Multi-stage metamorphism by progressive accretion of continental blocks, example from the Western Hindu Kush

Autoři

MOINY Hezbullah FARYAD Shah Wali ČOPJAKOVÁ Renata JEDLICKA Radim

Rok publikování 2020
Druh Článek v odborném periodiku
Časopis / Zdroj Journal of metamorphic Geology
Fakulta / Pracoviště MU

Přírodovědecká fakulta

Citace
www https://doi.org/10.1111/jmg.12535
Doi http://dx.doi.org/10.1111/jmg.12535
Klíčová slova crustal xenoliths; granitoids; Hindu Kush suture; metamorphism
Popis Basement rocks from the Western Hindu Kush preserve evidence of multiple metamorphic and magmatic events that occurred along the boundary between the Archean-Proterozoic Afghan Central and Afghan-Tajik Blocks. To verify the different metamorphic stages or events, mineral textures and phase equilibria in metamorphic basement rocks and their age relations to magmatic episodes have been investigated. Quartzofeldspathic gneiss and migmatite with lenses of amphibolite (with assumed Proterozoic age for their metamorphism) are intruded by the Triassic Hindu Kush granitoid batholith and small Cretaceous and Oligocene granite intrusions. The age of thermal overprint (210-170 Ma) by the Triassic batholith is confirmed by new monazite data. Both Triassic and Cretaceous granitoids and surrounding basement rocks underwent subsequent metamorphism up to epidote-amphibolite facies. The degree of this metamorphism increases southward at the contact to the Kabul Block, which under-plates the Western Hindu Kush from the south. An early Miocene age was obtained by Pb-Th analyses in thorite and huttonite, which are close or slightly younger than the Oligocene granite in this area.

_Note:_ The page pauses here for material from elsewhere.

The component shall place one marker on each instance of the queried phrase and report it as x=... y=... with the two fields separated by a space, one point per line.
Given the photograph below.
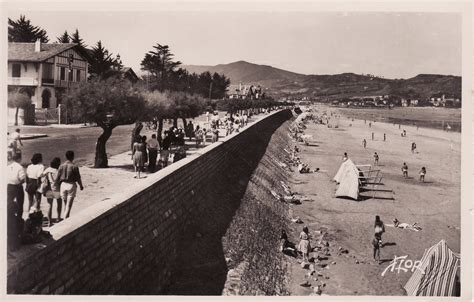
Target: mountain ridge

The Cretaceous meta-granodiorite near the border with the Kabul Block contains xenoliths of granulite facies rocks that could come from the Neoarchean granulite facies basement of the Kabul Block. The multi-stage metamorphic and magmatic evolution classifies the Hindu Kush mountain belt as a long-lived suture zone that was active since the early Palaeozoic. The results of this study support the interpretation about possible relations of the Afghan Central Blocks to the southern margin of Eurasia during the evolution of Para- and Neotethys.